Он нацепил очки, заглянул в бумагу, забормотал про
себя:
— «Множественные ранения… перелом позвоночника»… А,
вот: «снятие этого фиксирующего устройства может привести к рецидиву… к
последствиям необратимым». Так мы можем устроить вам эти последствия.
«Ну и Виктор Сергеевич, — подумал Кожевин,
— мне и здесь помогает, не побоялся. Ведь сам же говорил, что все у меня в
порядке».
После трех допросов следователю, видно, надоело
возиться, и он заявил:
— Зря упираетесь. Нам все известно. Вы клеветали на
советское искусство, называли наших поэтов, композиторов лизоблюдами,
дурами.
И Кожевин вспомнил. Как-то
после его импровизированного концерта заглянул в его палату немолодой однорукий
майор из соседней палаты:
— И чего это ты, лейтенант, все песни какие-то не наши
поешь? Тебе мало наших советских песен?
— А, — отмахнулся Кожевин, —
надоело. И фронтовые есть песни ничего. А я люблю другие. Да и те песни многие лизоблюды писали. Трубадуры придворные.
Ничего не ответил тогда майор, ушел, недобро взглянув
на Кожевина. А сосед Старов
сказал:
— Ты бы, Витя, поосторожнее.
Этот, видать, из особистов.
«Настучал все же, гад, ну,
это пустяки», — подумал Кожевин и сказал вслух:
— Было такое, гражданин капитан, только не называл я
их дурами. Я говорил — трубадуры.
Услышав непонятное слово, следователь попросил
повторить, записал. На том и кончились допросы. Через день прочитал
обвинительное заключение. В нем говорилось, что лейтенант Кожевин
В.С. обвиняется по ст. 58, п. 10, часть II. Что такое пятьдесят восьмая статья,
Кожевин знал, а вот дальше… Следователь любезно
разъяснил, что пункт десять означает антисоветскую агитацию, вторая часть
означает, что агитация велась в военное время.
— Почему в военное? Ведь кончилась война, — удивился Кожевин.
— А вы и в войну занимались этой деятельностью, —
оборвал следователь.
— В войну я воевал.
Но тот не обратил внимания на этот возглас. Далее в
обвинении говорилось, что Кожевин клеветал на
советское искусство, пел антисоветские песни упадочнического содержания, чем
подрывал моральный дух солдат и офицеров.

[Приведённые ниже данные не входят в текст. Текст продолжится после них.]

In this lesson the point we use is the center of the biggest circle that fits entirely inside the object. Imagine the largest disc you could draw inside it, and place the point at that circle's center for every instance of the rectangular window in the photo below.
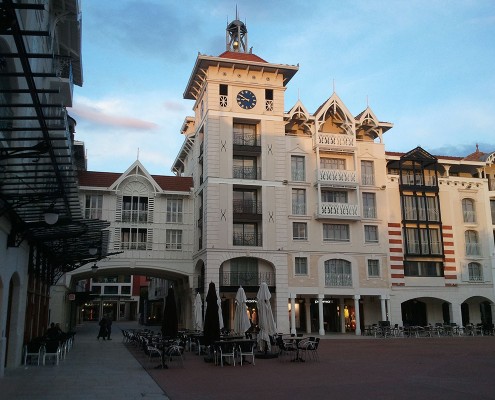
(134, 209)
(332, 163)
(423, 268)
(246, 202)
(475, 272)
(298, 201)
(336, 232)
(371, 234)
(299, 231)
(173, 239)
(245, 168)
(369, 205)
(333, 196)
(367, 173)
(93, 206)
(246, 234)
(244, 272)
(125, 290)
(301, 266)
(297, 167)
(245, 135)
(133, 239)
(174, 210)
(373, 269)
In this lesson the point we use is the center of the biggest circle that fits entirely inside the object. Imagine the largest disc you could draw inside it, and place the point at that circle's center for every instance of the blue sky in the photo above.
(426, 66)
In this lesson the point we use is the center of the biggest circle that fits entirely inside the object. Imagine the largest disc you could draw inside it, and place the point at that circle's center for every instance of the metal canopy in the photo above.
(37, 166)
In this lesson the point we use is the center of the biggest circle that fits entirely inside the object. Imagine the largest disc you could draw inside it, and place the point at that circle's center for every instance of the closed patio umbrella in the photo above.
(241, 320)
(211, 330)
(170, 324)
(198, 313)
(266, 323)
(220, 315)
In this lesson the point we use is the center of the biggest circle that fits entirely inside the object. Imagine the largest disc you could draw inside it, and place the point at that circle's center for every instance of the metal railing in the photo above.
(338, 279)
(246, 206)
(247, 239)
(246, 278)
(246, 172)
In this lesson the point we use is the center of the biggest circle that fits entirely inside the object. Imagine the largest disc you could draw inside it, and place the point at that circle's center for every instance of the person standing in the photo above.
(103, 329)
(109, 327)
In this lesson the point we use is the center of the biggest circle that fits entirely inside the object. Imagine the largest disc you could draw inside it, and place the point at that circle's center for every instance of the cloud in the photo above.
(98, 116)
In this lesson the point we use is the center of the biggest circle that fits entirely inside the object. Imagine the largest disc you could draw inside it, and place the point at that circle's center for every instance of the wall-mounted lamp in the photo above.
(51, 215)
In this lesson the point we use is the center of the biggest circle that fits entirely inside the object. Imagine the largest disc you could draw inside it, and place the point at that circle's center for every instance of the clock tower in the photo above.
(234, 147)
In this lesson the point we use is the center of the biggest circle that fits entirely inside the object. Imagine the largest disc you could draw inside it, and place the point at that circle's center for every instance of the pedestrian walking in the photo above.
(103, 329)
(109, 327)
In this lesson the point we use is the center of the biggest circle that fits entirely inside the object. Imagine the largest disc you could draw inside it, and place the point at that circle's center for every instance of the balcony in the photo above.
(473, 250)
(246, 278)
(247, 239)
(246, 172)
(247, 209)
(338, 142)
(134, 216)
(342, 280)
(338, 210)
(63, 81)
(337, 177)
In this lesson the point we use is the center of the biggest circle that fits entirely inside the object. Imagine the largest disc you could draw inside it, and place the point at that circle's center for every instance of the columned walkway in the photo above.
(93, 369)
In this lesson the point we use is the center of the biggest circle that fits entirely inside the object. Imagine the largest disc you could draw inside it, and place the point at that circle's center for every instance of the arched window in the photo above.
(468, 211)
(472, 243)
(475, 272)
(338, 272)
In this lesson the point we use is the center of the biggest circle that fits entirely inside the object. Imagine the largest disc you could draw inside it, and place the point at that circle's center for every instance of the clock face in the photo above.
(246, 99)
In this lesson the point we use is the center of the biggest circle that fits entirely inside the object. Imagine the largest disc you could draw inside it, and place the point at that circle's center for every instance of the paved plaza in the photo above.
(350, 367)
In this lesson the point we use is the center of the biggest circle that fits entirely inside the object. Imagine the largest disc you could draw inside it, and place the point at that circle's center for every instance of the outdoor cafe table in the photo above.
(297, 340)
(233, 342)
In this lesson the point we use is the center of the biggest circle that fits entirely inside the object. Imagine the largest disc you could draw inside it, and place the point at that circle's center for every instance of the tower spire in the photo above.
(236, 36)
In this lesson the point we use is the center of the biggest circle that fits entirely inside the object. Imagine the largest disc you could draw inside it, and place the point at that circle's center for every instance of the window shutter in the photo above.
(149, 240)
(118, 210)
(151, 209)
(116, 239)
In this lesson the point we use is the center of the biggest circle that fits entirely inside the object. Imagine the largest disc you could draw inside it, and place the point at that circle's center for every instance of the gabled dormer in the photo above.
(334, 125)
(298, 121)
(369, 128)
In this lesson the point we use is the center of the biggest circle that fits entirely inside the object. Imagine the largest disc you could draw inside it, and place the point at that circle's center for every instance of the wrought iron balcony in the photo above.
(338, 210)
(247, 239)
(340, 141)
(247, 207)
(337, 177)
(338, 280)
(246, 278)
(246, 172)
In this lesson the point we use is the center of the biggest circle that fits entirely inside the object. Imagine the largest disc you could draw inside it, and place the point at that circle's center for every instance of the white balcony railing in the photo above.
(344, 210)
(338, 279)
(335, 141)
(337, 176)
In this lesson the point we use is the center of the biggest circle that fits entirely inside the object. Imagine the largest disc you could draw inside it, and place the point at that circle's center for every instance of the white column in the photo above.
(456, 313)
(356, 314)
(383, 308)
(342, 314)
(320, 314)
(293, 313)
(307, 305)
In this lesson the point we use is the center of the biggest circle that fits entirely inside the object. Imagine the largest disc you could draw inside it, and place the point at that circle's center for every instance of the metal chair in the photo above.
(246, 349)
(33, 349)
(226, 350)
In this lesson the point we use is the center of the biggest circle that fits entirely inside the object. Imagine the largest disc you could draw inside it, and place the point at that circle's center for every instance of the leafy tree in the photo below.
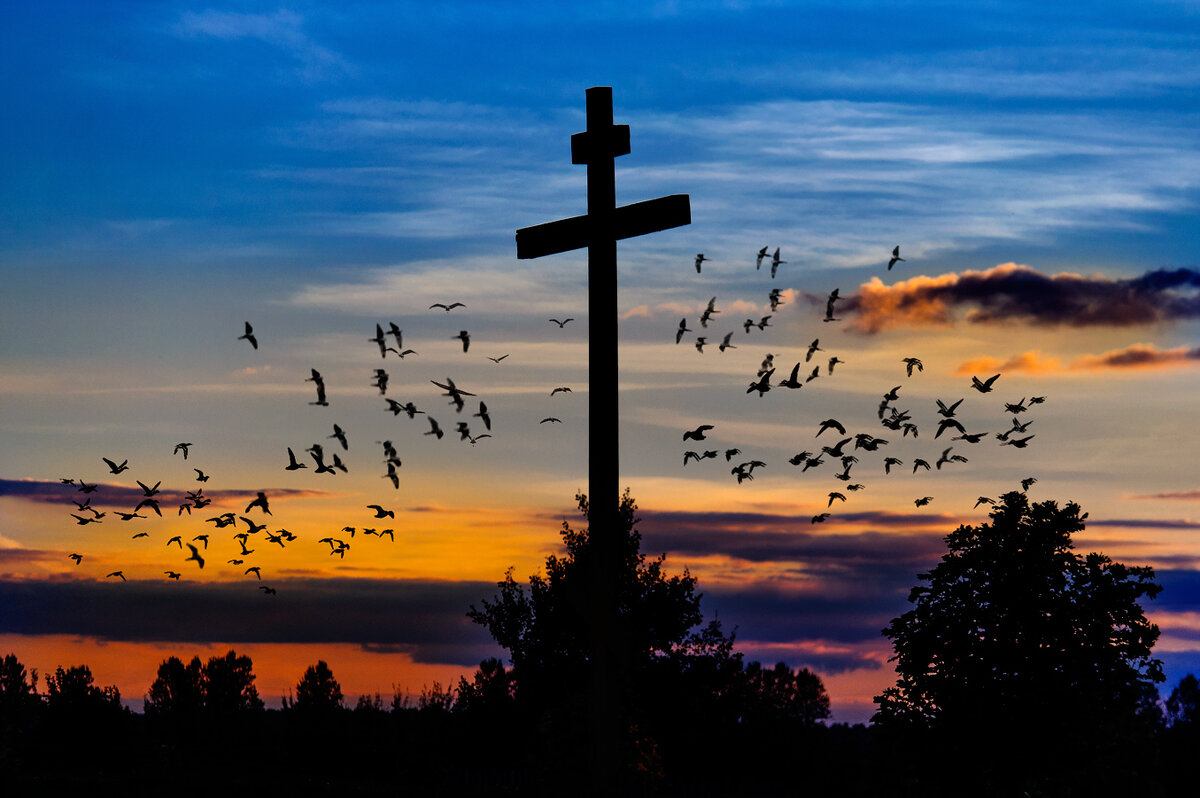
(228, 685)
(664, 664)
(779, 694)
(73, 691)
(178, 689)
(318, 691)
(1183, 703)
(1023, 646)
(18, 687)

Слова «моральный дух» особенно удивили Кожевина. Он подумал о том «духе», который больше года
вдыхал в госпитале: запах крови, гниющих ран, немытых тел, дым махорки, которую
нещадно смолили в палатах, несмотря на запрет…
Заседание трибунала длилось минут двадцать. Приговор —
восемь лет лишения свободы и три года поражения в правах. «Пожалуй, многовато»,
— подумалось подсудимому.
И вот он здесь, в этом лагере, и почитается инвалидом.
Медицинское заключение Виктора Сергеевича для него как охранная грамота. Только
надолго ли?
С некоторых пор начальник санчасти в каждом здешнем
зэке видит симулянта.
Все началось с того, как оконфузился он на потеху
заключенных и своих сослуживцев.
Несколько дней назад в лагере проходила «комиссовка». Тех зэков, которым оставалось жить считанные
дни или недели, «комиссовали», то есть выпускали на волю умирать — там.
(Конечно, это не относилось к политическим, даже умирающих выпускать их было
опасно.) И вот высокая комиссия по представлению местной медчасти
«списала» несколько больных в последней стадии туберкулеза, двух или трех
паралитиков. Был комиссован и отпущен на волю парень из уголовников по кличке
Ю-ю. Звали его так потому, что на все вопросы отвечал только: «Ю-ю». При этом
смеялся идиотским смехом.
Когда же Ю-ю за обедом стал выплескивать на пол
содержимое своей миски, и зэки, и начальство уверились, что он безумен. Ибо какой же нормальный заключенный откажется от своей
порции баланды! Комиссия подтвердила выводы лагерных эскулапов, и Ю-ю, получив
нужные справки и деньги на билет до места жительства, был выведен из лагеря.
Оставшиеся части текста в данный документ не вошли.